24. Get Equal Substrings Within Budget

You are given two strings s and t of the same length. You want to change s to t. Changing the i-th character of s to i-th character of t costs |s[i] - t[i]| that is, the absolute difference between the ASCII values of the characters.

You are also given an integer maxCost.

Return the maximum length of a substring of s that can be changed to be the same as the corresponding substring of twith a cost less than or equal to maxCost.

If there is no substring from s that can be changed to its corresponding substring from t, return 0.

Example 1:

Input: s = "abcd", t = "bcdf", maxCost = 3
Output: 3
Explanation: "abc" of s can change to "bcd". That costs 3, so the maximum length is 3.

Example 2:

Input: s = "abcd", t = "cdef", maxCost = 3
Output: 1
Explanation: Each character in s costs 2 to change to charactor in t, so the maximum length is 1.

Example 3:

Input: s = "abcd", t = "acde", maxCost = 0
Output: 1
Explanation: You can't make any change, so the maximum length is 1.

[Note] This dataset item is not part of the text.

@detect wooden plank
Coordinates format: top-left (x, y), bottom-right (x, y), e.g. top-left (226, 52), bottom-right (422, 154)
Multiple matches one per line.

Solution: (Sliding Window)

Calculate the cost of changes for each index and find max subarray using sliding window

class Solution
{
public:
    int equalSubstring(string s, string t, int maxCost)
    {

        int n = s.length();
        vector<int> v;
        
        for (int i = 0; i < n; i++)
        {
            int x = abs(s[i] - t[i]);
            v.push_back(x);
        }

        int i = 0;
        int sum = 0;
        int idx = 0;
        int maxLen = 0;

        while (i < v.size())
        {
            if (sum + v[i] <= maxCost)
            {
                sum += v[i];
                i++;
            }
            else
            {
                int len = i - idx;
                maxLen = max(maxLen, len);
                sum = sum - v[idx];
                idx++;
            }
        }

        if (sum <= maxCost)
        {
            int l = i - idx;
            maxLen = max(maxLen, l);
        }

        return maxLen;
    }
};

Time Complexity: O(n)